Alcohol may have a mild protective effect against heart disease in healthy people. But little is known about its effects on patients at risk of cardiovascular events.
In the study, researchers assessed data from 30,433 participants aged over 55 without AF, who were enrolled in two large antihypertensive drug trials. All patients had a history of cardiovascular disease or diabetes with end-organ damage.
Researchers assessed self-reported drinking levels and linked this to incidence of AF after almost five years.

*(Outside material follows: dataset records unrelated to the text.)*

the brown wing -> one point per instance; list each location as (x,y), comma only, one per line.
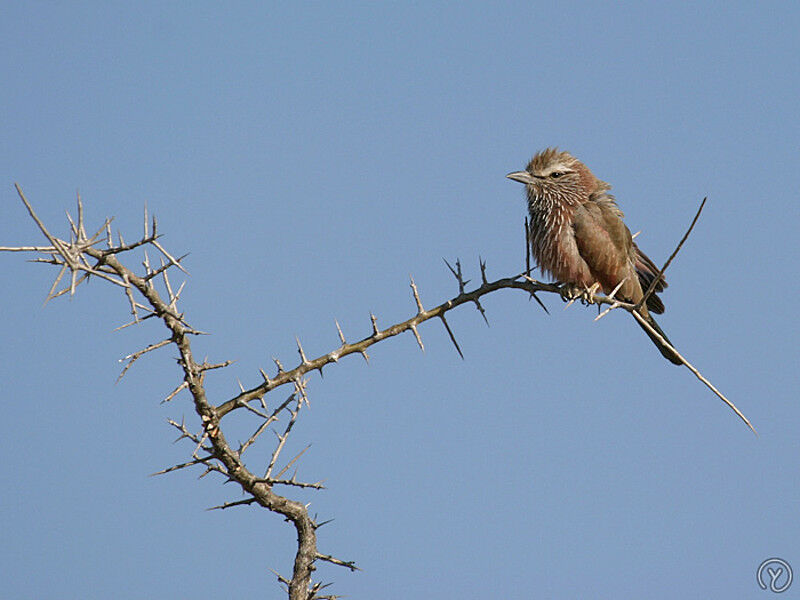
(605,245)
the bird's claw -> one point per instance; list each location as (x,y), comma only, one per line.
(570,293)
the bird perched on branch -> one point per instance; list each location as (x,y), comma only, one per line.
(578,236)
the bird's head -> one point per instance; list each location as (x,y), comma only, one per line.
(557,176)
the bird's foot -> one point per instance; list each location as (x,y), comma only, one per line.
(570,293)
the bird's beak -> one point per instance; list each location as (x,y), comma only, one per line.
(521,176)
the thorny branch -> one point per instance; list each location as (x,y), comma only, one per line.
(82,257)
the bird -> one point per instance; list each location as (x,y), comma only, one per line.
(578,236)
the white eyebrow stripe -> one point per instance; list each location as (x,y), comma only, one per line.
(556,167)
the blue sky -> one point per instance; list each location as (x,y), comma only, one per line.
(310,159)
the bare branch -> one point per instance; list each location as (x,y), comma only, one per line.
(659,276)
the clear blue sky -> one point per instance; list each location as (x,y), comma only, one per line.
(310,158)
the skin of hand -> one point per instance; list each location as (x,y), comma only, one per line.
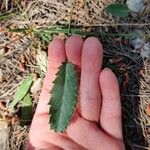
(96,125)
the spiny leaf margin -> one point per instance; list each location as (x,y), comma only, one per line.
(63,97)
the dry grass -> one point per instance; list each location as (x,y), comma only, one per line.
(43,14)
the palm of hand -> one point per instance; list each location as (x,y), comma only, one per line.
(97,123)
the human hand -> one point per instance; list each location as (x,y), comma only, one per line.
(97,123)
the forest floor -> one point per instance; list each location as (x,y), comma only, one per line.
(26,28)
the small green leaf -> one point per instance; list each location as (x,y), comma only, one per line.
(26,100)
(22,91)
(64,97)
(118,10)
(26,110)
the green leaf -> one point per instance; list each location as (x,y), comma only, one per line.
(22,91)
(26,110)
(118,10)
(63,97)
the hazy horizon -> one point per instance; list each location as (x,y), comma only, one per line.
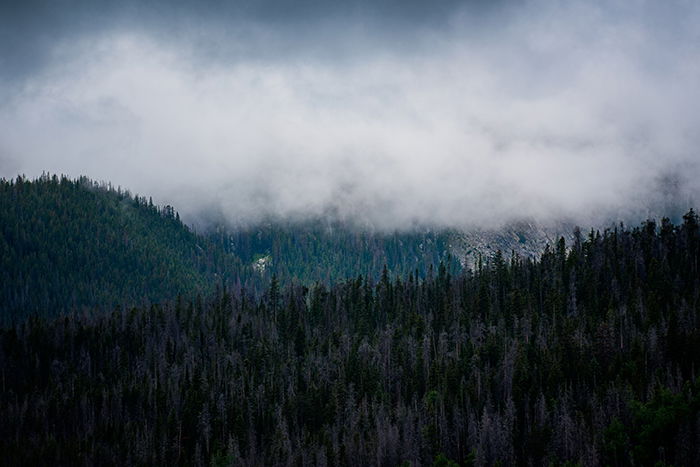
(394,114)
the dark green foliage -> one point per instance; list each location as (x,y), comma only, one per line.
(71,245)
(588,356)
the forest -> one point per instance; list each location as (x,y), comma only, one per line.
(587,355)
(79,245)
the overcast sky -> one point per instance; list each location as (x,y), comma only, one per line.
(391,112)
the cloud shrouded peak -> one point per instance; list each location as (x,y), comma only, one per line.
(467,115)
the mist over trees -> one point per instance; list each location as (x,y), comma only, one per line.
(75,245)
(586,356)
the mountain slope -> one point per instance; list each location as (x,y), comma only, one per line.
(67,245)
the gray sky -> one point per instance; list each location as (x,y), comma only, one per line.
(394,113)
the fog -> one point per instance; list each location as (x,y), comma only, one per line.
(471,116)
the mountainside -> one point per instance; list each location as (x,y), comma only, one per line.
(586,356)
(67,245)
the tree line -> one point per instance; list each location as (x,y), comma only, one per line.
(585,356)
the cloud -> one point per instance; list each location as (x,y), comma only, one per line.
(542,110)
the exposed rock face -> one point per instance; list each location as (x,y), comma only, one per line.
(526,239)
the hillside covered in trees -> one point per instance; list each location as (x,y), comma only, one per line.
(73,245)
(586,356)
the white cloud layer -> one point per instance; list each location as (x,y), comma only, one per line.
(561,112)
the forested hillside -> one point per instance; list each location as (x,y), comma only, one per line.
(70,245)
(587,356)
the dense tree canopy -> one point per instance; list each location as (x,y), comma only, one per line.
(68,245)
(588,355)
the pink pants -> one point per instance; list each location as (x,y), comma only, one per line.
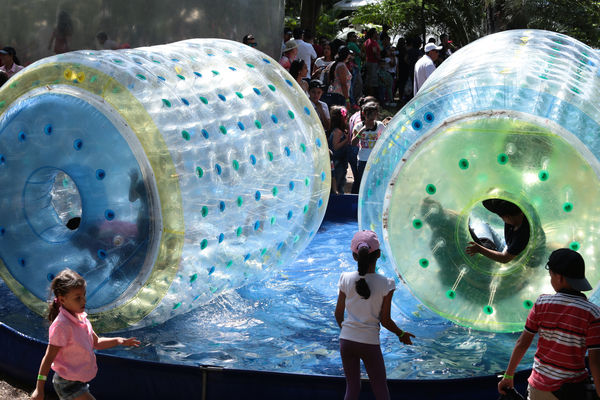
(352,353)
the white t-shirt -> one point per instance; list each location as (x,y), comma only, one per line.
(367,139)
(361,323)
(306,52)
(423,68)
(321,63)
(324,107)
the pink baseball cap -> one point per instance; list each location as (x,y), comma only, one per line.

They defined low levels in women as one drink per day, moderate as up to two drinks per day, and high as more than two drinks per day. In men, thresholds for moderate and high drinking levels were up to three and more than three drinks per day respectively. Binge drinking was defined as more than five drinks per day.
Researchers found 2,093 patients had developed AF over this time, with 14.5 cases per 1,000 person-years among light drinkers. This rose to 17.3 among moderate drinkers and 20.8 among heavy drinkers.
This meant that moderate drinkers were 14% more likely to develop AF and heavy drinkers 32% more likely compared with light drinkers. The risk of binge drinking was similar to that of regular heavy drinking.
Researchers believe alcohol may interfere with heart rhythm signals, but that many other processes are likely to be involved.
Researchers concluded: 'Because drinking moderate quantities of alcohol was common in our study, our findings suggest that the effect of increased alcohol consumption, even in moderate amounts, on the risk of AF among patients with existing cardiovascular disease may be considerable.'
They warned that advice about the protective benefits of drinking alcohol 'may need to be tempered with these findings'.